Should Facebook be allowed to decide what information we do or don’t see? Should Google be responsible for ensuring that their search results don’t offend or incriminate? If we allow platforms to determine what content and information we encounter, are we defaulting on our civic responsibilities?
Lately, it seems questions like these — questions about the algorithms that govern and structure our information networks — are raised more and more frequently. Just last week, people were outraged when it was discovered that Facebook had tried to study the spread of emotion by altering what type of posts 600,000 users saw. But the reality is we know less and less about how news content makes its way to us — especially as control of those information flows becomes more solidified in the hands of technology companies with little incentive to explain their strategies around content.
Tarleton Gillespie has done a considerable amount of writing on what we know about these algorithms — and what we think we know about them. Gillespie is an associate profesor of information science at Cornell, currently spending time at the Microsoft Research Center in Cambridge as a visiting researcher. We first met at the MIT Media Lab, where Gillespie gave a talk on “Algorithms, and the Production of Calculated Publics.” His writing on the subject includes a paper titled The Relevance of Algorithms and an essay called “Can an algorithm be wrong?” More recently, he contributed to Culture Digitally’s #digitalkeywords project with a piece on algorithms that explains, among other things, how it can be misleading to generalize the term.
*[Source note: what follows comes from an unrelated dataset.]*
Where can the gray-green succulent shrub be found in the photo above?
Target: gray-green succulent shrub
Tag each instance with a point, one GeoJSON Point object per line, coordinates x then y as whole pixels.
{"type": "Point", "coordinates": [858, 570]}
We touched on the conflict between publishers and Facebook, Twitter trends, the personalization backlash, yanking the levers of Reddit’s parameters, and how information ecosystems have always required informed decision making, algorithms or no. Here’s a lightly edited transcript of our conversation.
For me, I’ve been finding myself thinking about the term algorithm quite a bit in the last couple years. In part, it came from a research project that is my main project, which is thinking about how social media platforms govern speech that they find problematic. That could be classic categories like sex and violence, it could be hate speech, it could be an array of things. But the question is, how are they finding themselves in charge of this problem of removing things that are unacceptable — finding themselves as cultural gatekeepers as publishers and broadcasters have had to be — and how do they go about doing it? And how do they justify those techniques?
As I was trying to figure that out, I was thinking about a whole array of things — like putting things behind age barriers, or safe search mechanisms, or blocking by country — and I was calling them algorithmic techniques. That made me think about updating a long literature about how technology matters, how you can design things so as to govern use — but how do you do that in an algorithmic sense, rather than, say, in a mechanical sense?
Now you’ve got Facebook and Apple and YouTube being in a similar situation, but I think the game is different. You can do classic stuff, like setting rules and deciding where the line is, but the other thing you can do now is you can design the platform so that you manage where those things go. It’s not like there’s no precedent for that either — you can build a video rental store and put all the porn in the back room, and have rules about how gets in there and who doesn’t. That’s using the material architecture and the rules to keep the right stuff in front of the right people and vice versa. But you can do that with such sophistication when you think about how to design a social media platform. You know much more about people, you know much more about what their preferences are, about where they’re coming from, about the content. You can use the algorithm — the very same algorithm that’s designed to deliver what you searched for — to also keep way what they think you don’t want to see.
Journalism is the place where it got pushed back the most, because we have a public interest in not just encountering what we expect to see, that’s much stronger than the same feeling about advertising, right? I don’t like predicting the future, because I’m terrible at it, but the enthusiasm about personalization has shifted a bit.
In some ways, I feel like what we’re seeing now is throwing every possible kind of slice at us. Any slice — here’s what we think you want, here’s what we think you asked for, here’s what we think about what everyone else is doing, here’s what your circle of friends is doing, here’s what’s timely, here’s what’s editorially interesting, here’s what’s connected to our advertising — that in some ways giving us many slices through the available content, personalization just being one or maybe a couple of those.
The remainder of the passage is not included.